Now, of course, just as Troy and Lionel live on in syndicated Simpsons reruns, we'll always have Mr. Adams's existing work to make us smile, and something tells me I'm going to be falling back on that safety net for the rest of my life. I still read the Guide and its sequels every couple of years, and I always find something new in there that I hadn't noticed before. And they still make me laugh, and more and more often they make me think. I don't doubt that the books did something horrifying and wonderful to my brain on a very basic neurological level, because (for instance) I just noticed that I've been carrying a towel around in my omnipresent shoulder bag for the past few weeks for no readily apparent reason. Was it an omen?
The obligatory Mac stuff: One of my biggest regrets is that Katie and I have never made it out to the San Francisco-based Macworld Expos, and missing last year's turned out to be a huge mistake. It wasn't until after the show that we found out that the MacAddict affiliate dinner to which we had been invited was host to none other than Douglas Adams himself. We could have had dinner with Douglas Freaking Adams. Sure, we got to see him speak in person at a couple of the New York-based AppleMasters events, but it's not the same as discussing life, the universe, and everything over breadsticks. Now we'll never get that chance-- well, not unless we run into him at Milliway's in a few million eons.

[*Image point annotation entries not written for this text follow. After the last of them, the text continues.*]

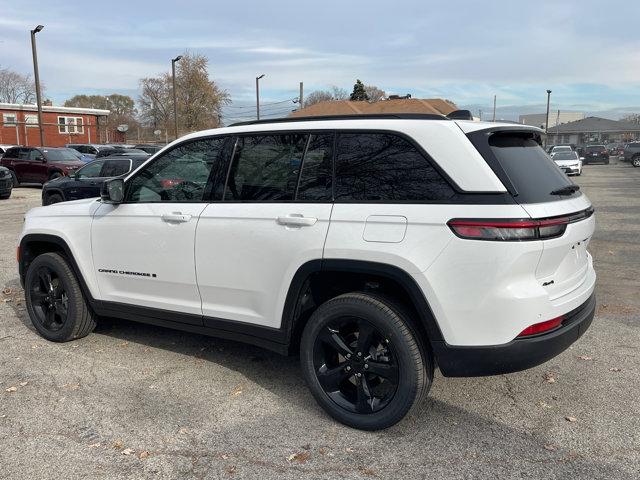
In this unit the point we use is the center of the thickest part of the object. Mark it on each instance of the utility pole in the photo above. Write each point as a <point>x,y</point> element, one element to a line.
<point>258,96</point>
<point>36,76</point>
<point>301,97</point>
<point>546,123</point>
<point>175,101</point>
<point>494,107</point>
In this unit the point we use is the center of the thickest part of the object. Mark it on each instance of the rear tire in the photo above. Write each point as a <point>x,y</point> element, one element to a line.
<point>363,362</point>
<point>56,305</point>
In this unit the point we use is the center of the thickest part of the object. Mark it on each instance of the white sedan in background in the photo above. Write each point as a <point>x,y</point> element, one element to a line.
<point>569,162</point>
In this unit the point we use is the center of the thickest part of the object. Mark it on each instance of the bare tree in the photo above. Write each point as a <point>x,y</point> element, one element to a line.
<point>631,118</point>
<point>374,93</point>
<point>16,88</point>
<point>200,100</point>
<point>334,93</point>
<point>155,102</point>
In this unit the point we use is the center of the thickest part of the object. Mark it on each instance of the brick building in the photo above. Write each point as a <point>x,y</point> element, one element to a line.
<point>61,125</point>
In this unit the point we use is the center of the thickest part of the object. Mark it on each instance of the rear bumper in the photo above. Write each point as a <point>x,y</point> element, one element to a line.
<point>516,355</point>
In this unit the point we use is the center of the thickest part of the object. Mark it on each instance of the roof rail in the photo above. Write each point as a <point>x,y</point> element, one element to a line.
<point>364,116</point>
<point>460,115</point>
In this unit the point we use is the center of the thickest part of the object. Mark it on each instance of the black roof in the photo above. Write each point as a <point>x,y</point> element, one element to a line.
<point>364,116</point>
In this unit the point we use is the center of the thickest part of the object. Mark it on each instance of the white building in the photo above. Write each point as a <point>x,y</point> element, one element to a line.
<point>555,117</point>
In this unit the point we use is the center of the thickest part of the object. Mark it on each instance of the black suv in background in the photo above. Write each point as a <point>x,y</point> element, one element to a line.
<point>6,183</point>
<point>86,182</point>
<point>595,154</point>
<point>632,153</point>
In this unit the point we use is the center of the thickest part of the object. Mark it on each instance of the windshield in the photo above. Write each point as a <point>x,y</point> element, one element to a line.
<point>565,156</point>
<point>63,155</point>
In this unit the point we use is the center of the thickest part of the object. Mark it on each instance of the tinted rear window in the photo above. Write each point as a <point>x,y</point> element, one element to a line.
<point>383,167</point>
<point>529,169</point>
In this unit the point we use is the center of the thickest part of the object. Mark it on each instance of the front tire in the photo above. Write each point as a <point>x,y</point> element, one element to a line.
<point>56,306</point>
<point>14,179</point>
<point>363,362</point>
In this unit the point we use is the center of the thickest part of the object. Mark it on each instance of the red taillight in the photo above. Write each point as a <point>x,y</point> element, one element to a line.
<point>508,229</point>
<point>542,327</point>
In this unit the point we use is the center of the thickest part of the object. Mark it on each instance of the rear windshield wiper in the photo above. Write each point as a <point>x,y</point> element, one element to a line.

It's no wonder that Adams was chowing down with the MacAddict folks, because he was as big a Mac addict as they come, ever since the beginning. He even mentions them by name in his books. Faithful viewer Jens Baumeister set our minds at ease about one thing that had been troubling us: at least Adams didn't depart from this world never having used Mac OS X. Appropriately enough, in his last ever posting to his own web site's discussion forums, he mentions that he "was going to wait till the summer to install it," but finally broke down and tried it a few weeks ago. While he acknowledges the operating system's rough edges, his final words are positive and forward-looking: "I think it's brilliant. I've fallen completely in love with it. And the promise of what's to come once people start developing in Cocoa is awesome." Yes, the man's last word (at least in that medium) was "awesome." How perfect is that?
Anyway, thanks for letting me ramble. Make no mistake, kids; if it weren't for Douglas Adams, there'd be no AtAT. If I had to do the pack-my-life-into-a-suitcase thing again, I'd have a tougher time of it (it's a good thing PowerBooks don't take up much space), but I like to think I'd still find room for that ratty old copy of the Guide. And a towel.